# Getting a Smoker to Draw



## troy fuller (Dec 20, 2012)

All right folks I need your help.  I have an Oklahoma Joe's offset smoker that I have modified by sealing the smoker door, and exhaust pipe joint, I added a heat shield and several foil wrapped bricks along the bottom.  I use a good sized water pan when I smoke and I fabricated a charcoal/wood grate that allows good air flow under the fire.

Also, I understand that air has to have access to the fire, so know that my ash pile does not block the air flow.  My problem is getting the smoker to draw well enough to get the temperature up enough that I can begin to close the firebox intake and tune the temperature.  Even with the fire box door completely open and the exhaust vent completely open (which it alway is) my smoker is not drawing well enough to get to and hold temp.

I have used a fan blowing into the fire box in the past, but it seems to me that all doing that does is cause my fire to burn hotter and therefore faster.  If the smoker drew better, then I don't think this would be necessary.

So, how do I get the smoker to draw better?  Extend the exhaust pipe or something else????


----------



## jarjarchef (Dec 20, 2012)

Check to make sure you have proper air flow under the heat shield.
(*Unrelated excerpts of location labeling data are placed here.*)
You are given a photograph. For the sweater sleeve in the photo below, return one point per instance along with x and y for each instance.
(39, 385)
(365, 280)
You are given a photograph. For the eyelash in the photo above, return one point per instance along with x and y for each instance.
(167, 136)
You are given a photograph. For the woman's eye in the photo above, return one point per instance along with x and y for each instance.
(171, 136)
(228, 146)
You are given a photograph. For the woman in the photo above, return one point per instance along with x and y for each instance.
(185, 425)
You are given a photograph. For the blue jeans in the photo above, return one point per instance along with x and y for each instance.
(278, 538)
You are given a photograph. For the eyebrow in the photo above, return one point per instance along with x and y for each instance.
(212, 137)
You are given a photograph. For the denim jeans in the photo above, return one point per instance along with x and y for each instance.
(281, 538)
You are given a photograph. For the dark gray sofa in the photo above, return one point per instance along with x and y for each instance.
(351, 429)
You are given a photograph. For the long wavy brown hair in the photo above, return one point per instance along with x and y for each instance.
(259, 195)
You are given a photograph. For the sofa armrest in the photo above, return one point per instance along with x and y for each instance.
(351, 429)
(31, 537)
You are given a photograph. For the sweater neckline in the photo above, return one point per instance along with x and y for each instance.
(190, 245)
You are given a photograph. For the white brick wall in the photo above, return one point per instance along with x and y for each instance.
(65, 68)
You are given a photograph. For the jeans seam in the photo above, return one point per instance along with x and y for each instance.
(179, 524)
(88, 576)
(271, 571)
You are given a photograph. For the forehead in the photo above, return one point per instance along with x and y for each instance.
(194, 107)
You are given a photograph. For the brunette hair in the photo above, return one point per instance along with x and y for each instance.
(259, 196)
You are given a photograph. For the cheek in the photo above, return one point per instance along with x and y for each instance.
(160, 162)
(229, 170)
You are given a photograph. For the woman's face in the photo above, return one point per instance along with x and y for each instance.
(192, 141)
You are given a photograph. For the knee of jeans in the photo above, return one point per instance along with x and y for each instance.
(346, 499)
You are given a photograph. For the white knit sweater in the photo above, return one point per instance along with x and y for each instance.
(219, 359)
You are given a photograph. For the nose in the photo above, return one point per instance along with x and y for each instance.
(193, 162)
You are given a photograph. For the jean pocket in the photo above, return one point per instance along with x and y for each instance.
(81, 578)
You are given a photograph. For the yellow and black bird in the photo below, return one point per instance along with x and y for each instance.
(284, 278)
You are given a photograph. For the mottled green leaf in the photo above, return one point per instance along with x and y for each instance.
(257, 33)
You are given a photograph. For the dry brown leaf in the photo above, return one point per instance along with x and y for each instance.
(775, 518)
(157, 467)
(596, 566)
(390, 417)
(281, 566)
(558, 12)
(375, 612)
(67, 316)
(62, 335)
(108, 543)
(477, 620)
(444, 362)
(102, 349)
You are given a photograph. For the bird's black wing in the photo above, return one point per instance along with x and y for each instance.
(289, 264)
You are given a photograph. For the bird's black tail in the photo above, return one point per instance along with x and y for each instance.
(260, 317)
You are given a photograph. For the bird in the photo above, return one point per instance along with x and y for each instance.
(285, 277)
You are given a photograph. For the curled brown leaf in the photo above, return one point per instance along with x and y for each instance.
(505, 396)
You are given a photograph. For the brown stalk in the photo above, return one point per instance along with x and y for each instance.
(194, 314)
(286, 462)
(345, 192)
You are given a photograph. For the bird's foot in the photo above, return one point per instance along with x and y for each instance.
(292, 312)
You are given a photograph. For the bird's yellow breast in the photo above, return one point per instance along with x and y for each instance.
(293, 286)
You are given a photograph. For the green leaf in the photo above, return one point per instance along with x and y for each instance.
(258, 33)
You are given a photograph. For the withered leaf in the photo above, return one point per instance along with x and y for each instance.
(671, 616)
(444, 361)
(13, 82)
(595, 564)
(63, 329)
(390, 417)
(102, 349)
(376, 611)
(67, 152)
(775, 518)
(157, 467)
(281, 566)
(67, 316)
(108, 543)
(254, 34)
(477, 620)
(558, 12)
Also check to see if the bricks are an issue. Some times it takes a little while to get the draft working, but of there is blocked air path it will not work correctly no matter what you do.

Increasing the smoke stack can help too.....


----------



## troy fuller (Dec 21, 2012)

Thanks, I will check that airflow . . . i actually have not and the bricks could have shifted . . .


----------



## jarjarchef (Dec 21, 2012)

I use 2 pieces of flat bar along the side of the cook chamber. I used the bols to mount the legs to the chamber to hold the flat bars on. Then rest the tuning plates on the flat bars. This way there is clear air flow under the plates...


----------